Randy Schekman, a professor of molecular and cell biology at UC Berkeley and winner of the 2013 Nobel Prize in physiology or medicine, spoke at the Aging, Research and Technology Innovation Summit on Sept. 17. (UC Berkeley photo by Elena Zhukova)

On Sept. 17, UC Berkeley hosted the second annual Aging, Research and Technology Innovation Summit, a daylong event that brought together researchers, entrepreneurs, policymakers and health care workers to tackle some of the biggest questions in aging research. This year’s summit focused on the challenge of understanding and treating neurodegenerative diseases.

Randy Schekman, a professor of molecular and cell biology at UC Berkeley, won the 2013 Nobel Prize in physiology or medicine. He spoke at the summit about Parkinson’s disease, touching on what we already know about the disease and new research efforts that are underway.

“We have experienced a pandemic in Parkinson’s disease,” he told the audience. “The incidence … is increasing dramatically in spite of the fact that the disease was first recognized and reported by clinical symptoms 200 years ago.
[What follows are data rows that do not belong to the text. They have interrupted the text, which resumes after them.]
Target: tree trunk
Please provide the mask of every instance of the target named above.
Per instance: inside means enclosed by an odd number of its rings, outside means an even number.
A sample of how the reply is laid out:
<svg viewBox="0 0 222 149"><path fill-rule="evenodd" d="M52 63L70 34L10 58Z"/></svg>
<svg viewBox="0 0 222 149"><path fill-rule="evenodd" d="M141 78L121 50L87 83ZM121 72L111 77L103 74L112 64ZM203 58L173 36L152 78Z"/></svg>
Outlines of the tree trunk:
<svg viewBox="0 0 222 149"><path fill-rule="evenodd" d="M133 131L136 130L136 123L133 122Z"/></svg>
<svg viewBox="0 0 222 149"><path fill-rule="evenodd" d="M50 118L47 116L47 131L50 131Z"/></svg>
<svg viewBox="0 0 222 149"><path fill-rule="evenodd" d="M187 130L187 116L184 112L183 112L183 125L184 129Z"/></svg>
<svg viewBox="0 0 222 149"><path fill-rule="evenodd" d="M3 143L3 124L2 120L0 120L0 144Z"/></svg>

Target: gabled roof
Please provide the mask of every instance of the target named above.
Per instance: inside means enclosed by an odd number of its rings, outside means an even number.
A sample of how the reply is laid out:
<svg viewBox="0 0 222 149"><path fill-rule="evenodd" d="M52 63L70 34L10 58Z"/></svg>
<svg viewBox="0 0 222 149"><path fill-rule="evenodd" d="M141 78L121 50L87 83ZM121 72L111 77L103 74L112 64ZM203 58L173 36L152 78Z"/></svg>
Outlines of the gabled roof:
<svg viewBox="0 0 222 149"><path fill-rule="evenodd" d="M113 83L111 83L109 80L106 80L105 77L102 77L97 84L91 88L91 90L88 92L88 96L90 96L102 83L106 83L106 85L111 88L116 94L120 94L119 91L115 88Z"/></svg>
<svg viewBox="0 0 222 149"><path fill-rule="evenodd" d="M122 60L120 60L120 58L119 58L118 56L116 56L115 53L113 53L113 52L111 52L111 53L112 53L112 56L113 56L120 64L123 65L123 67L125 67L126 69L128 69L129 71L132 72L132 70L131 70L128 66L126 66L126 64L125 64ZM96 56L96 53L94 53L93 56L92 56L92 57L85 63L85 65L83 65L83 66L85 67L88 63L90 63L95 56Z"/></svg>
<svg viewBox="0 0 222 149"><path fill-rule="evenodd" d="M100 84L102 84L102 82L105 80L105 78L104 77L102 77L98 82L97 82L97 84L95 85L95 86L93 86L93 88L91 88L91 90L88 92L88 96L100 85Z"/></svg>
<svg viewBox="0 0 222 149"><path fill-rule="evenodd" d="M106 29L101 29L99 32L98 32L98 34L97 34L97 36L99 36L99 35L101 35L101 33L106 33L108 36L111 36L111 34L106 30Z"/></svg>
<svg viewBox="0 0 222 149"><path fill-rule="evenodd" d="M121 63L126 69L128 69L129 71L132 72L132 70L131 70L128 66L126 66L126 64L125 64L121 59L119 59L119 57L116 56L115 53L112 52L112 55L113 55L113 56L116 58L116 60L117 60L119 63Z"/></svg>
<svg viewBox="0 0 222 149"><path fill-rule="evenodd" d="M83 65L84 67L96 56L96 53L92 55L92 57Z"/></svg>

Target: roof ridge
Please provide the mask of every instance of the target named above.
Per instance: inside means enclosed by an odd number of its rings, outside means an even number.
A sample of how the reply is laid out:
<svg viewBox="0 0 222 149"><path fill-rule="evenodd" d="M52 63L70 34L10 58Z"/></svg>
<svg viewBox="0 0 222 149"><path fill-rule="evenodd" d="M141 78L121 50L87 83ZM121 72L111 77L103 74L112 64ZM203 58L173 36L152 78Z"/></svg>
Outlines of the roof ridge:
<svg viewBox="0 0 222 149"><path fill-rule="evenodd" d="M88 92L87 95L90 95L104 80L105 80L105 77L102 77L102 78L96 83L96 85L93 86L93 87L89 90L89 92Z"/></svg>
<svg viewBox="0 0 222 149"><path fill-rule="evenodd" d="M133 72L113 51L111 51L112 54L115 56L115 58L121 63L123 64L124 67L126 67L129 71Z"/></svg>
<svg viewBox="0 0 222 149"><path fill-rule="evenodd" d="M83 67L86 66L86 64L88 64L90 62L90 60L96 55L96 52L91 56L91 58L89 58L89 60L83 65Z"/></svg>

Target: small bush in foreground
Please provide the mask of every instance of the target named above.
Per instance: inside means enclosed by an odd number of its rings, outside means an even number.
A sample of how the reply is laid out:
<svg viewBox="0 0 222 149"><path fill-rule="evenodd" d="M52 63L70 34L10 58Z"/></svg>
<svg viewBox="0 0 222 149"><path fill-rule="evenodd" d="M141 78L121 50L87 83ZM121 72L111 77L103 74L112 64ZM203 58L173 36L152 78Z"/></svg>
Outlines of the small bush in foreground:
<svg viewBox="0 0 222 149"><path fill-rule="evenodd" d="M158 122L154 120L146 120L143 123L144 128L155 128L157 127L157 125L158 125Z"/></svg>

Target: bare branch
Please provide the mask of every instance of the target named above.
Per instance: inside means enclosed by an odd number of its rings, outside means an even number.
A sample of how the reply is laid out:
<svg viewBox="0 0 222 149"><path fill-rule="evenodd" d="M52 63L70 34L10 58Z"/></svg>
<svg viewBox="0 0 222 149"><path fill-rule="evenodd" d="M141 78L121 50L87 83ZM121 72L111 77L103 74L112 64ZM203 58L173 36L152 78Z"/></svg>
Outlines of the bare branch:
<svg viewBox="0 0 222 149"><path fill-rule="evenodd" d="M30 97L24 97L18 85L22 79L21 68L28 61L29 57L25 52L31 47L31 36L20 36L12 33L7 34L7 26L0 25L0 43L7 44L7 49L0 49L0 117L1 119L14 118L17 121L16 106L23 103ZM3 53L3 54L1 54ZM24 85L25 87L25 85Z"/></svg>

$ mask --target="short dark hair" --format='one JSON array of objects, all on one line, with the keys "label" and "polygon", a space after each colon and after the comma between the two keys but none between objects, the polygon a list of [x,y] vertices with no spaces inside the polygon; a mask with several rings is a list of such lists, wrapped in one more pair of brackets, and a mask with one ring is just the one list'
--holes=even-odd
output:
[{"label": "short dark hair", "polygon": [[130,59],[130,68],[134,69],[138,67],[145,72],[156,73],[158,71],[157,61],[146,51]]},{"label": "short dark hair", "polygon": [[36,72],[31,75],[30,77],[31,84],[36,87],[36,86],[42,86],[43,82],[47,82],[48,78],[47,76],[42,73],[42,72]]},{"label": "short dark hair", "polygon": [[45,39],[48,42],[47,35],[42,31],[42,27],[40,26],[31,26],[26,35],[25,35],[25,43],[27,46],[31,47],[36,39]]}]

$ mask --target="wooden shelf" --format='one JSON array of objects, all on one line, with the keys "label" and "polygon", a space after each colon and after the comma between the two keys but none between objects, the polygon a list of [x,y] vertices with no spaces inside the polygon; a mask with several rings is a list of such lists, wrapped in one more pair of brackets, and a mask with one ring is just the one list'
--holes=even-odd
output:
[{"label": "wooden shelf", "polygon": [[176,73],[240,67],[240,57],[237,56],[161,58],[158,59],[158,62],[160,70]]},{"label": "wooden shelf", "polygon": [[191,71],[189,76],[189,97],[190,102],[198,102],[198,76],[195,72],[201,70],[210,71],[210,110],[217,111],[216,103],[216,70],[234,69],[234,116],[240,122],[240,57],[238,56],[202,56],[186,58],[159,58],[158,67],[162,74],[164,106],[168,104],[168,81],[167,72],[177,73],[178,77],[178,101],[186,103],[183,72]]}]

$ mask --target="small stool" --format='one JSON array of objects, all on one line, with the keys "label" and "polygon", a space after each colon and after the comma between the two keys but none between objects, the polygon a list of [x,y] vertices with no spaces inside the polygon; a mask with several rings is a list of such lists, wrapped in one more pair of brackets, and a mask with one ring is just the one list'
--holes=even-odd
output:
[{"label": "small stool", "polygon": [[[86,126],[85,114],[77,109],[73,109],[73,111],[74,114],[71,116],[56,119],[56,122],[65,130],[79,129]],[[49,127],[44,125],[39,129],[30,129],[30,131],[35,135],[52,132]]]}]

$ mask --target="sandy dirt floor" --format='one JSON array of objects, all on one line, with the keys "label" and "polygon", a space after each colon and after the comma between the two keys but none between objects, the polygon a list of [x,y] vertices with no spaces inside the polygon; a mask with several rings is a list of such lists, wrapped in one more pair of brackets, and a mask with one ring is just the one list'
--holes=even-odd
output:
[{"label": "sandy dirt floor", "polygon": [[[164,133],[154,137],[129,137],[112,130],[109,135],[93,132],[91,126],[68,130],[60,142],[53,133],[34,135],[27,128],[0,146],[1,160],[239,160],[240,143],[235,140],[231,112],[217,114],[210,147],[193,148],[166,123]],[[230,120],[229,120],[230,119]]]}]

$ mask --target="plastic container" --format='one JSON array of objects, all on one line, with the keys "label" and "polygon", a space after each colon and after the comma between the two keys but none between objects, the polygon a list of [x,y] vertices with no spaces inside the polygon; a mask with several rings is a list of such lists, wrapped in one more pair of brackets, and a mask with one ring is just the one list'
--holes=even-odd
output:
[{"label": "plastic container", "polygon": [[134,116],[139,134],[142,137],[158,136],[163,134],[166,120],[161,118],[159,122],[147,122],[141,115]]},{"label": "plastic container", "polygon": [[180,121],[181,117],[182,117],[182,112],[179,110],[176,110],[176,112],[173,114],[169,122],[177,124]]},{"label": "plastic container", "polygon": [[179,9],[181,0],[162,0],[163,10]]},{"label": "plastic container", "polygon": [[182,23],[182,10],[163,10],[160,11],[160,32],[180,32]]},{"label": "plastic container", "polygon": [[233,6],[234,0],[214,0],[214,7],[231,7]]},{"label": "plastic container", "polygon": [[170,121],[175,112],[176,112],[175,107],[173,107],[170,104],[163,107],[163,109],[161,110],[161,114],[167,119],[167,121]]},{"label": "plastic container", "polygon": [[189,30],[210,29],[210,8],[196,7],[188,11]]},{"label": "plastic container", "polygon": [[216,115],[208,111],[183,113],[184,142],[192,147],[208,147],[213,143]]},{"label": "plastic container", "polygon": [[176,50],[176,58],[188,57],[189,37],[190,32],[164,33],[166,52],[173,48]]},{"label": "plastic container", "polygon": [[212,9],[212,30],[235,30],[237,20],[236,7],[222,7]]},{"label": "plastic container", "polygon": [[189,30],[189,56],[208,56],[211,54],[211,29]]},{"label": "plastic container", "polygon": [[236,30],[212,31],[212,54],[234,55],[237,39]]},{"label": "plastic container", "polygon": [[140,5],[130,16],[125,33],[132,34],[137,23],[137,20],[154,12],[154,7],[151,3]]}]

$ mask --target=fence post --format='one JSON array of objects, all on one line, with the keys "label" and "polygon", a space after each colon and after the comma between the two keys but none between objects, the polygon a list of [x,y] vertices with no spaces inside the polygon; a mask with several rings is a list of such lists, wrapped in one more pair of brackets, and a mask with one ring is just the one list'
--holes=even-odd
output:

As the population inexorably ages, we are experiencing a wave of this disease which inexorably takes the lives of those who are afflicted.”

Schekman, whose wife died from the disease two years ago, went on to describe a new collaborative research initiative — Aligning Science Across Parkinson’s (ASAP). Led by Schekman, ASAP was created by the Milken Institute Center for Strategic Philanthropy with support from the Sergey Brin Family Foundation to better understand the underlying causes of Parkinson’s disease.

“We want to know where the disease begins, what the molecules and cells and neural circuits that are affected primarily by the disease, and then how it progresses,” he said. “Much of the research that gone on in the clinic has been valuable and important, but there are no cures. … Many of us feel that what we really need to do is get into the laboratory to understand these basic processes.”

ASAP’s first journal article, “Point of View: Coordinating a new approach to basic research into Parkinson’s disease,” was published on Sept. 25 in the open-access journal, eLife.